Property counters down amid concern about the impact on sector
GOVERNMENT plans to crack down on excessive property speculation took the wind out of investors' sails yesterday afternoon and sent the Straits Times Index (STI) lower.
On the first trading session of the week, the market had opened sluggishly as it took its cue from Wall Street's weaker close last Friday, but it recovered in late morning trading.
But National Development Minister Mah Bow Tan's announcement at lunchtime of measures to dampen any brewing property speculation hit sentiment dramatically.
He had said the scheme in which developers absorb the interest would be axed, while the confirmed list of land sales would be re-started, meaning a regular supply of sites and relieving the pressure on prices.
The news sent the market to its day-low of 2,631.48 points about half an hour before the end of the trading session, before it rallied slightly to 2,639.74 points. That was 41.29 points, or 1.54 per cent, down from last Friday and the lowest level since Sept 4.
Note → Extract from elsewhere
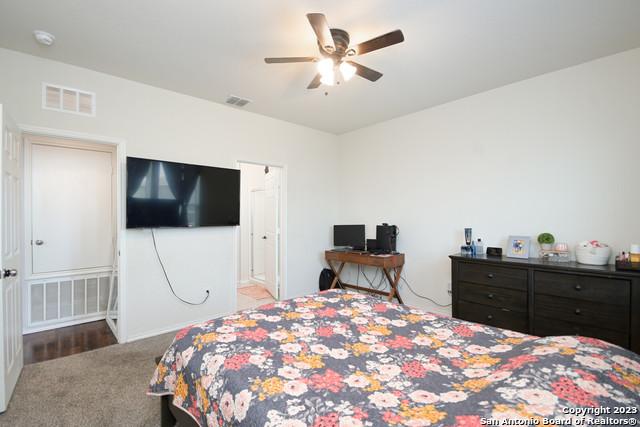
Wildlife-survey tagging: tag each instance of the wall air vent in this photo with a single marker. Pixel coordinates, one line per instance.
(68, 100)
(237, 101)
Of the 30 STI component stocks, 24 were losers, three were unchanged and three were gainers.
Neptune Orient Lines rose three cents to $1.90, Jardine Matheson increased by US$1.80 to US$31.80, while Jardine Strategic was up four US cents to US$17.30.
The STI's property counters were down on the day.
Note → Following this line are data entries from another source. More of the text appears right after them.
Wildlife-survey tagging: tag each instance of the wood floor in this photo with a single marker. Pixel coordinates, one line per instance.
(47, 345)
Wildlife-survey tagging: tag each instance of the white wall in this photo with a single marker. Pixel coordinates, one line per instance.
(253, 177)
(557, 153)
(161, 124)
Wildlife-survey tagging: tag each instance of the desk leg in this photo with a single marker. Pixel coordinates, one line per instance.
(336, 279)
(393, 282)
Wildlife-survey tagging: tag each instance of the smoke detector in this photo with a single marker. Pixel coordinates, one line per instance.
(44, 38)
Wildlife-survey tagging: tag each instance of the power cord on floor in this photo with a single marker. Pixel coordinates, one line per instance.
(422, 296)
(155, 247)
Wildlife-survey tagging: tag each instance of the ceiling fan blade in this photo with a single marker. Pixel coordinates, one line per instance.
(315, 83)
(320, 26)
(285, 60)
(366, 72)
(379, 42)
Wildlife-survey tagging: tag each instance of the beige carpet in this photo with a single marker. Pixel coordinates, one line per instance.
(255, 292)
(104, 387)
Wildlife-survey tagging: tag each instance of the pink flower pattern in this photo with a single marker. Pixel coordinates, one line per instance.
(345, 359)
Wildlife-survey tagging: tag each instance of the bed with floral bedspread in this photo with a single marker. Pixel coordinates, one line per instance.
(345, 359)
City Developments (CDL) shed 84 cents, or 7.6 per cent, to close at $10.24 on a volume of 6.33 million shares. CapitaLand lost 15 cents, or 3.9 per cent, to close at $3.72. And Fraser & Neave slipped three cents to close at $3.98 on a volume of 1.42 million shares.
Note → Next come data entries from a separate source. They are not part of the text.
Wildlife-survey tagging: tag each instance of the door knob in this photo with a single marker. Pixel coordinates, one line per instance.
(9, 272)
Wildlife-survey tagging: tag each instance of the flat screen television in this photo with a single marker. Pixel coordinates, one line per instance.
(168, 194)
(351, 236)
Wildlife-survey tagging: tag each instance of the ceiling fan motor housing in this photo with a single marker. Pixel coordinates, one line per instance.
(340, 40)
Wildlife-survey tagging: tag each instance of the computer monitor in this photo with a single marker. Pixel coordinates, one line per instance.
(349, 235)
The FTSE ST Real Estate Index lost 20.75 points to close at 587.14 while the FTSE ST Real Estate Holding and Development Index was 28.88 points lower at 620.76.
Non-STI property counters also saw a good deal of red ink. In terms of percentage losses, Ho Bee - which has projects in Sentosa Cove - was among the worst hit, losing 10.3 per cent to close at $1.39.
GuocoLand slipped 8.2 per cent to $2.24. Keppel Land was 6 per cent the worse for wear, closing at $2.66.
Property counter weakness was attributed to the Government's new anti-speculation measures, as well as consequent worries about the impact on the property sector.
Boutique corporate finance firm NRA Capital executive chairman Kevin Scully said the market may have overreacted yesterday to the Government's move. He added that some may have seen it as an opportunity to take profit given that property stock prices had risen considerably.
AmFraser Securities senior vice-president of research Najeeb Jarhom also thought some profit-taking might have set in. He noted that CDL had surged more than 10 per cent in the month, while Capitaland had also enjoyed a rally.
Mr Scully said that many analysts had swung from being extremely pessimistic to being bullish.
Property stocks have been upgraded, based on the record number of home sales recently. Singapore's home sales reached 10,000 homes in the first seven months of the year, more than the 4,300 units sold for the whole of last year.
But while many companies managed to meet or exceed analysts' half-year forecasts, there is now a chance that some of them will disappoint given that analysts have all upgraded the forecasts, Mr Scully reckoned.
And this may lead to a correction in share prices.
Volume was at a reasonable level yesterday with 2.4 billion shares traded, but value was down at only $1.8 billion. This was mainly down to volume being driven by trading activity in penny stocks.
Sapphire was top of the 'most actives' list, with a staggering 230 million shares traded. It closed unchanged at two cents.
Genting Singapore, which announced a $1.6 billion rights issue last week, continued to remain in the spotlight. It lost further ground - four cents - to close at $1.06. Volume was 169.8 million shares.